Jacques Cousteau You know in 1959, the French government had decided to dump a few hundred drums with radioactive waste in the Mediterranean. I raised hell it with the help of municipalities, with unions, with fishermen's organization, with tourist organization, et cetera. And the train was stopped by mothers and kids lying down on the track, and the train had to go back and the drums were never dumped in the Mediterranean. So the people can stop things, they can have an influence when they're sure of their right.

Studs Terkel It's they, it's- I'm looking at the various wave-makers here in chi- here is someone saving one of the Great Lakes along Lake Erie.

Jacques Cousteau Mmmhmm.

Studs Terkel There was a businessman [now?] who decided to start a movement.

Jacques Cousteau Yeah.

Studs Terkel And it got 500,000 signatures, and to some extent it was cleared up. And throughout you have throughout the book as you described the dangers to the environment--

Jacques Cousteau We also show that there are remedies, yes.
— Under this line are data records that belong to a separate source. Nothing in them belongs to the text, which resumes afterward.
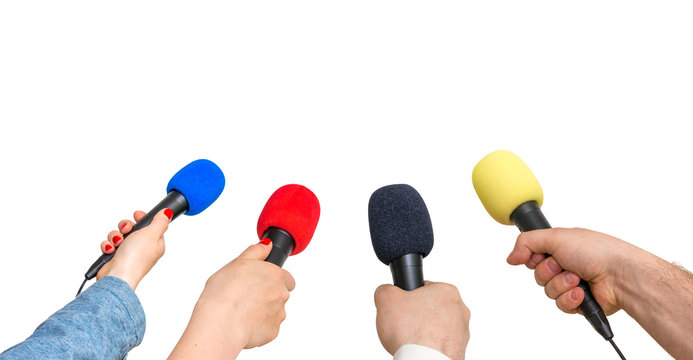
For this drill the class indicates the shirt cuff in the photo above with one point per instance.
(418, 352)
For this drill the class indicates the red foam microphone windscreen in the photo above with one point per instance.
(292, 208)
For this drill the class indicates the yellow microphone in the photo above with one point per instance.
(512, 195)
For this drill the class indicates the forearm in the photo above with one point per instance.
(208, 336)
(104, 322)
(419, 352)
(659, 296)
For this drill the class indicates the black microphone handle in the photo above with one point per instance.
(407, 271)
(174, 201)
(282, 245)
(528, 217)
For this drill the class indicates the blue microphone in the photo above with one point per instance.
(190, 191)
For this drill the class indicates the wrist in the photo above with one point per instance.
(225, 325)
(128, 276)
(638, 272)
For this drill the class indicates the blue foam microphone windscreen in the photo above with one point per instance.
(200, 182)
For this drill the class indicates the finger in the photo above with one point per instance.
(125, 226)
(569, 301)
(536, 242)
(107, 247)
(159, 223)
(259, 251)
(115, 238)
(289, 280)
(138, 215)
(561, 283)
(534, 260)
(546, 270)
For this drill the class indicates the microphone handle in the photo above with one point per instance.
(528, 217)
(282, 245)
(174, 201)
(407, 271)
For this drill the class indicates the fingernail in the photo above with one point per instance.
(553, 267)
(571, 278)
(168, 213)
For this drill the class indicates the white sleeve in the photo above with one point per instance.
(418, 352)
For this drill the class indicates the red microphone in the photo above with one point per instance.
(288, 219)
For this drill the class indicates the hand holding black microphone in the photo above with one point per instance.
(415, 318)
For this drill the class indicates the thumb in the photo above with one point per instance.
(534, 242)
(259, 251)
(160, 222)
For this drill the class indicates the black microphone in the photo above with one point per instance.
(190, 191)
(401, 233)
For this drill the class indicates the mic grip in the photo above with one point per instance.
(594, 313)
(282, 245)
(174, 201)
(407, 271)
(528, 217)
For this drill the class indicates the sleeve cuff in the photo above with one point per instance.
(418, 352)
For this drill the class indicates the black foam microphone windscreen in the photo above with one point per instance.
(401, 232)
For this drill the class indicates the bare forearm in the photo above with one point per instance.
(207, 338)
(659, 296)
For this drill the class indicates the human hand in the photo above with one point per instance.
(599, 259)
(433, 316)
(138, 253)
(241, 306)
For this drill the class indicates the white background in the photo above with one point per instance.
(101, 102)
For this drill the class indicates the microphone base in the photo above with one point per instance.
(528, 217)
(407, 271)
(282, 245)
(174, 201)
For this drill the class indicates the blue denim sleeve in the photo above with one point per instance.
(104, 322)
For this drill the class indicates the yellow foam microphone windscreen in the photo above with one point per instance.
(503, 182)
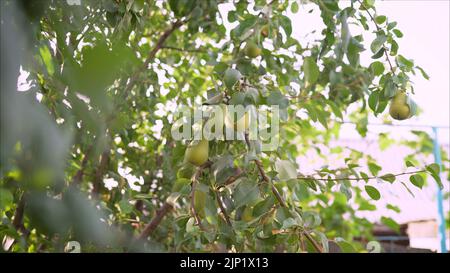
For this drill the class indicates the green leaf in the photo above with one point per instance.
(388, 177)
(378, 54)
(378, 43)
(373, 101)
(364, 176)
(286, 170)
(393, 208)
(374, 168)
(434, 171)
(394, 48)
(390, 223)
(246, 193)
(390, 89)
(433, 168)
(398, 33)
(285, 23)
(409, 164)
(47, 59)
(6, 199)
(380, 19)
(231, 77)
(403, 62)
(417, 180)
(391, 25)
(377, 68)
(345, 246)
(294, 7)
(372, 192)
(311, 70)
(424, 74)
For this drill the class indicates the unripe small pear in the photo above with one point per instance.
(198, 154)
(252, 50)
(399, 109)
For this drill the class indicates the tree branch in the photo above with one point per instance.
(313, 242)
(100, 171)
(378, 28)
(194, 50)
(355, 178)
(18, 216)
(78, 177)
(222, 209)
(265, 177)
(194, 184)
(151, 55)
(160, 213)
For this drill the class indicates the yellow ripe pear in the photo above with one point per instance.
(399, 109)
(252, 50)
(197, 154)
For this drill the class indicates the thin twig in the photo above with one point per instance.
(160, 213)
(18, 216)
(151, 55)
(100, 171)
(195, 50)
(78, 177)
(313, 242)
(378, 28)
(193, 186)
(355, 178)
(222, 209)
(265, 177)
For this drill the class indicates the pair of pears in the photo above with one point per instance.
(399, 108)
(197, 153)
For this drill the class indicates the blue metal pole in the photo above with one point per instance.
(441, 219)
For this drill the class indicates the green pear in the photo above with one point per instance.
(399, 109)
(252, 50)
(197, 154)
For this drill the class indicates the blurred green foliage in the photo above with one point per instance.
(101, 72)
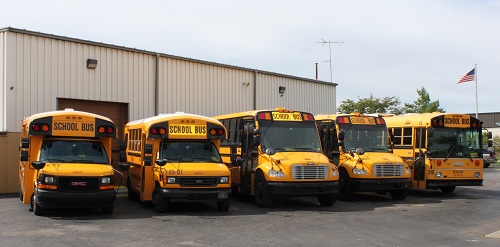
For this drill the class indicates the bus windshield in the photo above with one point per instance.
(290, 136)
(186, 151)
(372, 138)
(73, 151)
(455, 143)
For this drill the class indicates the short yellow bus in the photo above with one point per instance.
(366, 159)
(442, 149)
(66, 161)
(175, 158)
(277, 153)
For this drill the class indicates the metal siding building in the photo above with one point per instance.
(43, 72)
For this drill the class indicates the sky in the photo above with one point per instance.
(384, 48)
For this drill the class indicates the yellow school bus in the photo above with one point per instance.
(361, 144)
(442, 149)
(277, 153)
(175, 158)
(66, 161)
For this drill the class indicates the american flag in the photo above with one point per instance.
(468, 77)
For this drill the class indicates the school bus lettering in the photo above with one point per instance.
(280, 116)
(194, 130)
(362, 120)
(457, 121)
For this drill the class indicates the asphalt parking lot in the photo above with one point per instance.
(468, 217)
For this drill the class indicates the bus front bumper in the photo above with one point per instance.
(376, 185)
(439, 183)
(193, 195)
(57, 199)
(303, 189)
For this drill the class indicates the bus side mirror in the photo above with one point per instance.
(25, 142)
(24, 155)
(341, 135)
(38, 164)
(122, 145)
(148, 148)
(123, 166)
(161, 162)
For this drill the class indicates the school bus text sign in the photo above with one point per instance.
(73, 126)
(183, 130)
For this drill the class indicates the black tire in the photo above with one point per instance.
(161, 204)
(261, 192)
(346, 193)
(224, 206)
(447, 189)
(327, 200)
(108, 210)
(399, 194)
(37, 210)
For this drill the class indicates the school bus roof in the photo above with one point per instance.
(171, 116)
(251, 113)
(64, 112)
(414, 119)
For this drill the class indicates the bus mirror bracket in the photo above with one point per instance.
(25, 142)
(24, 155)
(38, 164)
(161, 162)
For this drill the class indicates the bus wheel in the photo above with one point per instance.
(261, 193)
(399, 194)
(108, 210)
(327, 200)
(37, 210)
(161, 204)
(447, 189)
(224, 205)
(346, 192)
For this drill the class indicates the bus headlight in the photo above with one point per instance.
(224, 180)
(359, 171)
(106, 180)
(276, 174)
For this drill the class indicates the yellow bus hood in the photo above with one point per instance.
(74, 169)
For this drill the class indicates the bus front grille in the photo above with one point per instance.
(198, 181)
(388, 170)
(78, 184)
(309, 172)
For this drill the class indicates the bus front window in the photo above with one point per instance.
(370, 138)
(290, 136)
(73, 151)
(455, 143)
(189, 152)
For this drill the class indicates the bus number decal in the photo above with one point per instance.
(282, 116)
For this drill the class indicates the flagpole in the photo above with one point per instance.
(475, 70)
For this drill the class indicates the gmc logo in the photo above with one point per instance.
(79, 184)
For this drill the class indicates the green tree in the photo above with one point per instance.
(422, 104)
(371, 105)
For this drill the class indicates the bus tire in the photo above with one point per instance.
(108, 210)
(399, 194)
(447, 189)
(261, 193)
(327, 200)
(161, 204)
(346, 193)
(37, 210)
(223, 206)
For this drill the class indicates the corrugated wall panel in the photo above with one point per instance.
(203, 88)
(43, 69)
(299, 95)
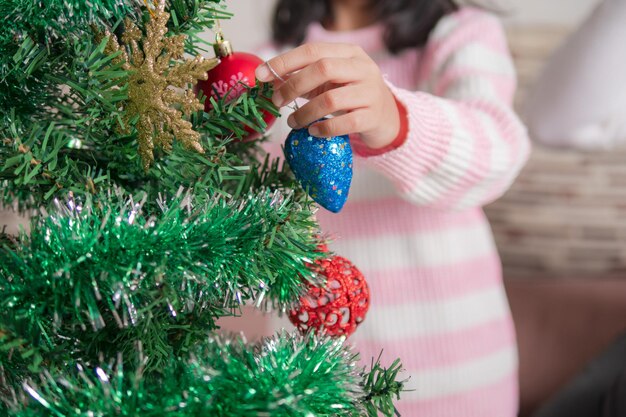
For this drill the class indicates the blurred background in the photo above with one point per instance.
(254, 15)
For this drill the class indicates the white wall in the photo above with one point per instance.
(249, 27)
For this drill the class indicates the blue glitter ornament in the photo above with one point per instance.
(322, 165)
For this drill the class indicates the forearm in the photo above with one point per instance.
(457, 154)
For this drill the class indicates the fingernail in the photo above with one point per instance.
(291, 121)
(263, 73)
(277, 99)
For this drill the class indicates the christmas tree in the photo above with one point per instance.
(153, 214)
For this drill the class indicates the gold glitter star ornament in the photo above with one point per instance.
(158, 93)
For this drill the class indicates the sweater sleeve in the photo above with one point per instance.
(465, 145)
(579, 99)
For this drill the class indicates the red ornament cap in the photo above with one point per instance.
(228, 80)
(340, 306)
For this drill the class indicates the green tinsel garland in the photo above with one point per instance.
(283, 376)
(98, 278)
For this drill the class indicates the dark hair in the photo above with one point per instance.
(408, 22)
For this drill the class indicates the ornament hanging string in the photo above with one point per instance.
(281, 79)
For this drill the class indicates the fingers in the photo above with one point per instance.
(346, 98)
(312, 77)
(352, 122)
(302, 56)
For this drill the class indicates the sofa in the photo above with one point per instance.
(561, 232)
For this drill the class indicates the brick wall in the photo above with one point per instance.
(566, 214)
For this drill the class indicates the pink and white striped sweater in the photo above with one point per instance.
(414, 224)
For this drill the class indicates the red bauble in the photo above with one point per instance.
(226, 78)
(340, 306)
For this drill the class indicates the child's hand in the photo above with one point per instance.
(337, 79)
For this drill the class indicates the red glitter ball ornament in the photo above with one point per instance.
(228, 78)
(340, 306)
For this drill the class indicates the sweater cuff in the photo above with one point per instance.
(426, 143)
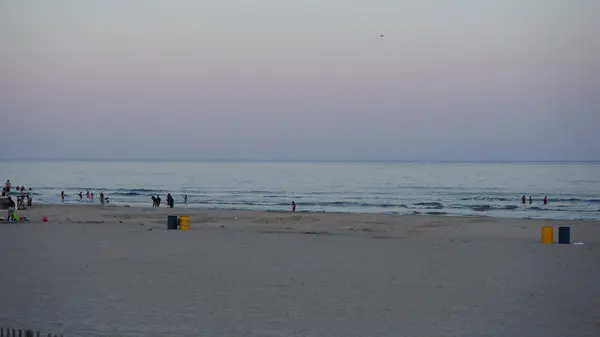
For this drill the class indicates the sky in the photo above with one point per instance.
(300, 80)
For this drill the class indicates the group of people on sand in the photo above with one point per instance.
(170, 201)
(24, 194)
(524, 200)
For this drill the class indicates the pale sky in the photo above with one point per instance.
(300, 80)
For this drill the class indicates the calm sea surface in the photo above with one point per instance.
(464, 189)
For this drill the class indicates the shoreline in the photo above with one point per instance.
(347, 274)
(199, 208)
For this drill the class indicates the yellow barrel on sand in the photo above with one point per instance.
(547, 234)
(184, 223)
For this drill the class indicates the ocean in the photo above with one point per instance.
(458, 189)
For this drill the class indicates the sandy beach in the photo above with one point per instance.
(117, 271)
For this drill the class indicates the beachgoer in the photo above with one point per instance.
(11, 208)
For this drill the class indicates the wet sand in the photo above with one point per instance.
(117, 271)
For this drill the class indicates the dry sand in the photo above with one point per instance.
(94, 271)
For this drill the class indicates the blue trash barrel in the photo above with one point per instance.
(172, 222)
(564, 235)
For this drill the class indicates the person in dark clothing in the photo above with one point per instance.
(170, 200)
(11, 208)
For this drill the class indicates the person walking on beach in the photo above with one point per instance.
(170, 201)
(11, 208)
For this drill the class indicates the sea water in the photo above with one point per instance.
(462, 189)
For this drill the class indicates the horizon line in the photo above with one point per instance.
(391, 161)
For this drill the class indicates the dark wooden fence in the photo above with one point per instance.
(4, 332)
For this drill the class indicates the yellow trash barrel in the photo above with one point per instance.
(547, 234)
(184, 223)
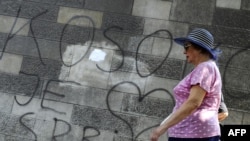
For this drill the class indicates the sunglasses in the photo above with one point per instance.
(186, 46)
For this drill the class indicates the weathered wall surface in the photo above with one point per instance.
(104, 70)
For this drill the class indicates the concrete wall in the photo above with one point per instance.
(104, 70)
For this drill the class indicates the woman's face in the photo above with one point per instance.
(192, 54)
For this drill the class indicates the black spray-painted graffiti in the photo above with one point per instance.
(46, 91)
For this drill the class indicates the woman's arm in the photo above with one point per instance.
(223, 111)
(194, 100)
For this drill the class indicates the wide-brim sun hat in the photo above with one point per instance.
(202, 38)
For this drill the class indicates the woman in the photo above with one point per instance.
(198, 95)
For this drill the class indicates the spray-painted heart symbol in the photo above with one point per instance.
(140, 99)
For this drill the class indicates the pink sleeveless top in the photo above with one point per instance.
(204, 121)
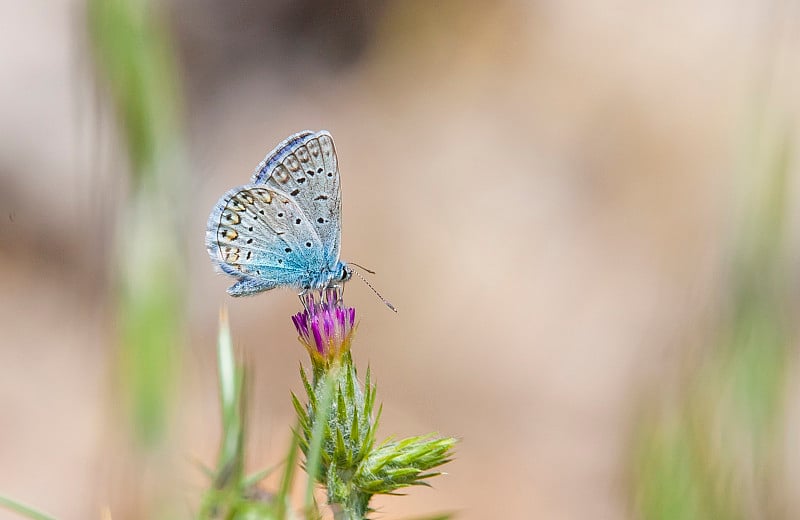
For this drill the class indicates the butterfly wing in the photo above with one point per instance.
(305, 167)
(262, 237)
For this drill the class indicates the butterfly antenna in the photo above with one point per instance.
(384, 300)
(370, 271)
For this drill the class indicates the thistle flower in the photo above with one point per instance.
(326, 326)
(337, 424)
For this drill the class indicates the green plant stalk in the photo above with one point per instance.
(22, 509)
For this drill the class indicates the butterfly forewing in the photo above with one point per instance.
(305, 167)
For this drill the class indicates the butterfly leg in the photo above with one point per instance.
(248, 286)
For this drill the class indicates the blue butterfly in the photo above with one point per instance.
(284, 228)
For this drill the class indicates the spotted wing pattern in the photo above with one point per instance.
(305, 167)
(262, 236)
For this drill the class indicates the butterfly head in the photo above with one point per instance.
(343, 272)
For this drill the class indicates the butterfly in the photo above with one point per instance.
(283, 229)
Studs Terkel Yeah, you're showing-

Jacques Cousteau Yeah.

Studs Terkel And you speak of alternative energies and naturally you speak of the sun.

Jacques Cousteau Yes.

Studs Terkel And there's a marvelous cartoon in there. How's that go again? "You want some oil? I own the oil. You want some coal?

Jacques Cousteau Yes.

Studs Terkel "I own the coal." This picture, "You want some sun? I own the- Well let's talk about something else." [laughing]

Jacques Cousteau Exactly.

Studs Terkel It's not practical, it's not practical.

Jacques Cousteau Never, not practical.

Studs Terkel But it's funny about renewable, the phrase renewable energy sources.

Jacques Cousteau Yeah.

Studs Terkel A good deal is devoted to that. And [so?] renewable energy sources.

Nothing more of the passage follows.